Any experiments about the load balancing loss?

pjlab-sys4nlp / llama-moe

⛷️ LLaMA-MoE: Building Mixture-of-Experts from LLaMA with Continual Pre-training (EMNLP 2024)

https://arxiv.org/abs/2406.16554

Apache License 2.0

883 stars 46 forks source link

Closed exhyy closed 1 month ago

exhyy commented 1 month ago

Hi Authors! Thanks for your excellent work!

I have a few questions about this paper:

Was the result in Table 2 obtained using Independent-Random?
I am surprised that Independent-Random achieves the best results. I am wandering if there are any relationships between the results and load balancing loss. Do you have any experiments about it? For example, using the random hashing layer in MoEBERT rather than a trainable router with load balancing loss.
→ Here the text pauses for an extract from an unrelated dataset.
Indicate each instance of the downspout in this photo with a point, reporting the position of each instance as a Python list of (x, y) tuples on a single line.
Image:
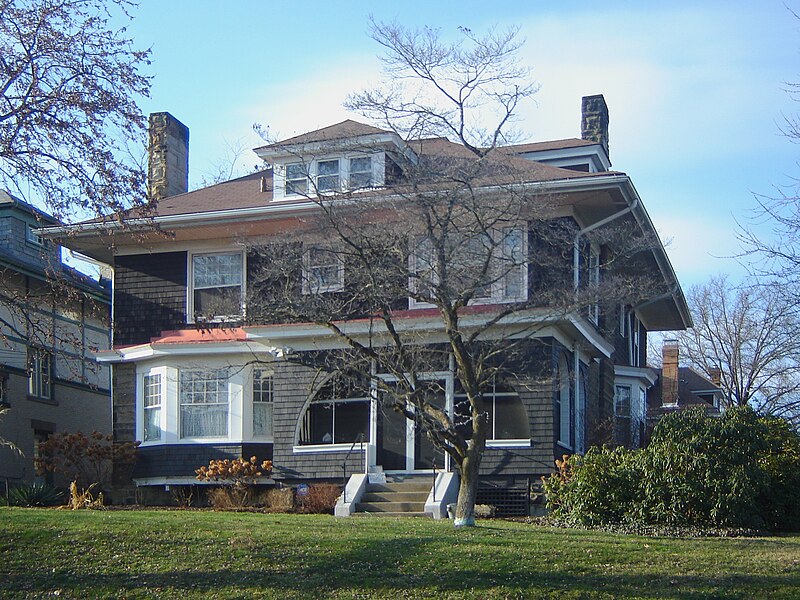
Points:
[(576, 280)]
exhyy commented 1 month ago

@Spico197 @DaizeDong

Spico197 commented 1 month ago

Hi there, thanks for your attention to this project~

Yes the best results are obtained by Independent-Random
Since MoE-fy from dense models is not a common setting for MoE training, we kindly refer to Fig. 2 in Wang et al. (2024), which demonstrates that greater $\alpha$ values (lower balance loss) would result to worse perplexities.

exhyy commented 1 month ago

I see. Thanks for your explanations!